Hitting the sweet spot
SA Mint MD coins it
Her formative years with her grandparents teaching her values shaped Honey Mamabolo to become a leader and have a deeper understanding of gender issues and responsibilities.
Mamabolo, 46, is the MD of SA Mint Company, which produces coins for the SA Reserve Bank. She took the position six weeks before the beginning of the hard lockdown last year.
Born in Polokwane, Limpopo, Mamabolo spent the first eight years of her life with her grandparents – the late Job and Manana Thobela – in Brakpan, on the East Rand. She observed how the elderly couple worked hard and swapped roles to ensure that she was taken care of. Her parents also played a huge role in building the leader she is today.
Her grandfather was an insurance broker, which meant he could manage his diary and ensure that he took care of Mamabolo. Her grandmother, on the other side, was a factory worker who had to catch the train as early 4am and return after dark. Her grandfather would cook and prepare clothes for her when she returned from school.
Her grandparents instilled a love for education, something that would shape the course of Mamabolo’s life.
By the time she started Grade 1, she could read, write and count without attending any crèche.

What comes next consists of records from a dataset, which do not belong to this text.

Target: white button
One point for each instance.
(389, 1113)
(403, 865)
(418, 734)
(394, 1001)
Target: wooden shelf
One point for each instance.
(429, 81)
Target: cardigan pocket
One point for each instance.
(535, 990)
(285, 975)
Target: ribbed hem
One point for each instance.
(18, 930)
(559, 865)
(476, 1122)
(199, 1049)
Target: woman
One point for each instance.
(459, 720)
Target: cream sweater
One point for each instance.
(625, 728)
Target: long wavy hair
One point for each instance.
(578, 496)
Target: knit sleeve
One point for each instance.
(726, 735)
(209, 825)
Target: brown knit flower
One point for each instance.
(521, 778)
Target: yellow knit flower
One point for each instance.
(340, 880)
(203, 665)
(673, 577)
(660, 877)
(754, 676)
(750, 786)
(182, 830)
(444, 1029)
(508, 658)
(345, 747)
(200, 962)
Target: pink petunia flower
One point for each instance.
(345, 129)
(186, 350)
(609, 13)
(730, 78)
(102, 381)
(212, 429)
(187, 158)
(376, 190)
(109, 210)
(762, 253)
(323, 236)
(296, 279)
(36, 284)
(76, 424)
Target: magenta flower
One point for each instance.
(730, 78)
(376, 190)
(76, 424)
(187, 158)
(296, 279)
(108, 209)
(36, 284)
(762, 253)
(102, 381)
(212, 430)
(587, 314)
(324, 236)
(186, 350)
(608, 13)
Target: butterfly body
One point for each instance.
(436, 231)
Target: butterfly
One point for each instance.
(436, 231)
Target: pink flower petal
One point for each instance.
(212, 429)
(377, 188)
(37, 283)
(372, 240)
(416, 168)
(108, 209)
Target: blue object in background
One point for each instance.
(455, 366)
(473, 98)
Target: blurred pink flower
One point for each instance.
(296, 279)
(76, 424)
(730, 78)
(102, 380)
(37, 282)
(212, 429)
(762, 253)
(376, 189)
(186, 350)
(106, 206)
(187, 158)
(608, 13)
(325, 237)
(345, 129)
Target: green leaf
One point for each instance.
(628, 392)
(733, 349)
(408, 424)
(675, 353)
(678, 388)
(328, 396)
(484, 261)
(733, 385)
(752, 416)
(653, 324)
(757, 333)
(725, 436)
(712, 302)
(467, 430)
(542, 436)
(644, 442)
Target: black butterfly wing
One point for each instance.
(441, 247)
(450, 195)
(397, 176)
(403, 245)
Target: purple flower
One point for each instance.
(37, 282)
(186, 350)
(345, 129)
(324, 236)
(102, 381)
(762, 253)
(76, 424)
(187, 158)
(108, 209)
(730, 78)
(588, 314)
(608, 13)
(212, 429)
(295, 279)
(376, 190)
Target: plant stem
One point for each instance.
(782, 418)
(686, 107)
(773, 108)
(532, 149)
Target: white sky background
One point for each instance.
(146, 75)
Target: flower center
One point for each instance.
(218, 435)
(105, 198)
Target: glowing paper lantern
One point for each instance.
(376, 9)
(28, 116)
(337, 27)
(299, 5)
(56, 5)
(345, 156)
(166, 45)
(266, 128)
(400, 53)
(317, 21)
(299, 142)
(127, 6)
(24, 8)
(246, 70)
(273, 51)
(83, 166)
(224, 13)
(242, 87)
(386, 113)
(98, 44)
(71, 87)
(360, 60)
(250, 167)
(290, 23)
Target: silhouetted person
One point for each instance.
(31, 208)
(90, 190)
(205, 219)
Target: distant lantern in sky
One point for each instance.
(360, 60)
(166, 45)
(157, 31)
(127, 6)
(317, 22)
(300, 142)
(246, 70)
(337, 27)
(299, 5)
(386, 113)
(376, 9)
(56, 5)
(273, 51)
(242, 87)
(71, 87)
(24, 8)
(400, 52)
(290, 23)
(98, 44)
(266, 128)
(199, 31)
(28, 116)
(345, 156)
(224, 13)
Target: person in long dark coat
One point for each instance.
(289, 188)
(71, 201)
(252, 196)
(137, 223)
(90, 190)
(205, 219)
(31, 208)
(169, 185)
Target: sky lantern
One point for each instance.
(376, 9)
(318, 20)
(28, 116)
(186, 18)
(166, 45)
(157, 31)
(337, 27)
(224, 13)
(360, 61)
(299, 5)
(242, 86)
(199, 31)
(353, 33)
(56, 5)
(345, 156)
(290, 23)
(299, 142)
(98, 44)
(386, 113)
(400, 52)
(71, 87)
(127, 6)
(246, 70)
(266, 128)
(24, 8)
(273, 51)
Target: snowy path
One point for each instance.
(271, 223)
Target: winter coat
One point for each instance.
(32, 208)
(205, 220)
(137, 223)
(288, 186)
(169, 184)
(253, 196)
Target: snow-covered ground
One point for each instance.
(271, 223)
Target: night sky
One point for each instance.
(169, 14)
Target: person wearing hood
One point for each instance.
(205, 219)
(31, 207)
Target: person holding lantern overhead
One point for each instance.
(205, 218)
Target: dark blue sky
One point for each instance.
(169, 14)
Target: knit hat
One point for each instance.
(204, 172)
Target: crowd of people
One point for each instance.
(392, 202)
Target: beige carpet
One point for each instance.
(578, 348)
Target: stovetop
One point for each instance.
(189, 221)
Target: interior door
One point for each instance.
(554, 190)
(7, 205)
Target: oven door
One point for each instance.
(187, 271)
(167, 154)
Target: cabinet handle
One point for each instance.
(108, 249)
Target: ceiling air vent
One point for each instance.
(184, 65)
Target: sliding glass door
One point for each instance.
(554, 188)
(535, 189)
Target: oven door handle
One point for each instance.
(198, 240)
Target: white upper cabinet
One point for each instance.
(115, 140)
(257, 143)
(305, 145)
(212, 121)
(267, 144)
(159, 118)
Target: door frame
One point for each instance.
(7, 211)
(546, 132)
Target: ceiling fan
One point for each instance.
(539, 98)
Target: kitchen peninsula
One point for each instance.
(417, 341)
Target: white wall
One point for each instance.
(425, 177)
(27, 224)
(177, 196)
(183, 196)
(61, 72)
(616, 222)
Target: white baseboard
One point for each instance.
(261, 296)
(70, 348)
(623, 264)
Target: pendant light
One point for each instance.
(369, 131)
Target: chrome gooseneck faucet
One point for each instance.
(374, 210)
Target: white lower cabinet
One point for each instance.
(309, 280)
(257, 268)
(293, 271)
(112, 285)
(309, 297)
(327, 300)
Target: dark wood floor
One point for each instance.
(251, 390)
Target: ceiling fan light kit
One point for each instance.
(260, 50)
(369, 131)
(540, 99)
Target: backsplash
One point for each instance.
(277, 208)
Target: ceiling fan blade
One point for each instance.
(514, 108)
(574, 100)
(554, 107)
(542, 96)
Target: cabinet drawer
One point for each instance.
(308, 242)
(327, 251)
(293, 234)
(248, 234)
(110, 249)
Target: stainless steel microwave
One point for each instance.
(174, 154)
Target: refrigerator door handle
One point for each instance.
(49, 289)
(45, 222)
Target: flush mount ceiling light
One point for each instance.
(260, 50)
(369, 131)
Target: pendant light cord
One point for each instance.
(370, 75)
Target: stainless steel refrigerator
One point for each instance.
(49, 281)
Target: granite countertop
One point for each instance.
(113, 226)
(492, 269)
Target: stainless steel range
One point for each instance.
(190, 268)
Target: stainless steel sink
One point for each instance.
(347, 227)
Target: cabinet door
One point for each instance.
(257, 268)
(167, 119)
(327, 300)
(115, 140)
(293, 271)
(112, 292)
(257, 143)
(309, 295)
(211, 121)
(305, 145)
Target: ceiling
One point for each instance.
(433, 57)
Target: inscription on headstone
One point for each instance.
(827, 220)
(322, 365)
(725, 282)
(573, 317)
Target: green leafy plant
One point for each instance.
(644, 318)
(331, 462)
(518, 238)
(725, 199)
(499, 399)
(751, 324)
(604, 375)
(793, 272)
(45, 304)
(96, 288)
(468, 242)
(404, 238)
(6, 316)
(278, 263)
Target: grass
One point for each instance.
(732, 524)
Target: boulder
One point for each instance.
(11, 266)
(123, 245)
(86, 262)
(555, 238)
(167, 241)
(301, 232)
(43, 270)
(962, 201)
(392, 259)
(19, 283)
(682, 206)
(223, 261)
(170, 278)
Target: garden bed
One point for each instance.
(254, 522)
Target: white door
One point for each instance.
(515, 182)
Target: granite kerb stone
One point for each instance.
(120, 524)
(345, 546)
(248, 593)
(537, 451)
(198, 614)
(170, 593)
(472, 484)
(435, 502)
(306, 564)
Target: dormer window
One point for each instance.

“I learnt the principles of honesty, integrity and respect for people. I have kept these principles. If we don’t have leaders who are ethical and driven by basic principles of integrity, we will collapse the institutions we run and the country,” Mamabolo said .
It was this upbringing that planted the seed in Mamabolo that there are no jobs for men or women.
As a child, Mamabolo moved to Polokwane before returning to Gauteng to complete her matric at Fourways High School, but she still identifies herself with Lebowakgomo, about 60km from Polokwane.
Mamabolo studied chemical engineering, a male-dominated field, at the University of Pretoria and became one of the first black female students to complete the qualification in 2000.
However, her first employer was not an engineering firm but Nedbank. At that time, banks needed people to improve efficiencies within their processes. She said the sector wanted people with “lean manufacturing principles” to automate banking services and make them quicker.
She then worked in retail banking for seven years, her last bank being Absa. In 2007, Mamabolo took a sabbatical and lived in Ghana for three months. She lived in a Liberian refugee camp where she started an NGO called Vision Awake Africa for Development, which she still supports.
On her return to SA, she joined an energy consulting firm, Energy Solutions Africa, which advised the government on liquid fuel policy, donor fund management and renewal energy. This led to her move to the Industrial Development Corporation where she worked as an energy specialist before leading a chemical company in KwaZulu-Natal, which led to her current position.
SA Mint is a contract manufacturer of coins such as R5, R2, R1 and cents for the SA Reserve Bank, and some of the Southern African countries and overseas economies. The company is owned by the Reserve Bank and does not manage the circulation but ensures that there are enough coins in circulation. It also produces investment coins such as the Krugerrand and a range of limited-edition collectable coins in premium precious metals.
“We are just a factory... My role is to ensure that I supply on time, in full and at the right quality,” she said .
But Mamabolo sees herself as a leader doing more than just producing coins. She is passionate about transforming society and producing better young leaders. At the heart of this pursuit is growing strong families.
“If the foundation is not in place, it meants we have no grounding moral and ethical principles to guide us...
The primary caregiver [parent] is the first one that models how a child must behave... If the family structure is not right, we are exporting a child into society, and expecting teachers who are secondary caregivers to play our role,” she said.
“Families also shape the way children relate with the opposite sex. It is in families that boys can learn how to treat girls, and genderbased violence.
“In the households
when we bring up the boy and girl child, do you make your daughter wash the dishes while your son is watching television? Those are subconscious biases.
“Do you make your son do the garden while your daughter does the dishes... and not all of them participating equally? It starts there.
When a friend or colleague at work speaks ill about women, do you laugh? Very quickly we go to the physical violence and femicide. That is the graduation of these small things that we did not address as a society.”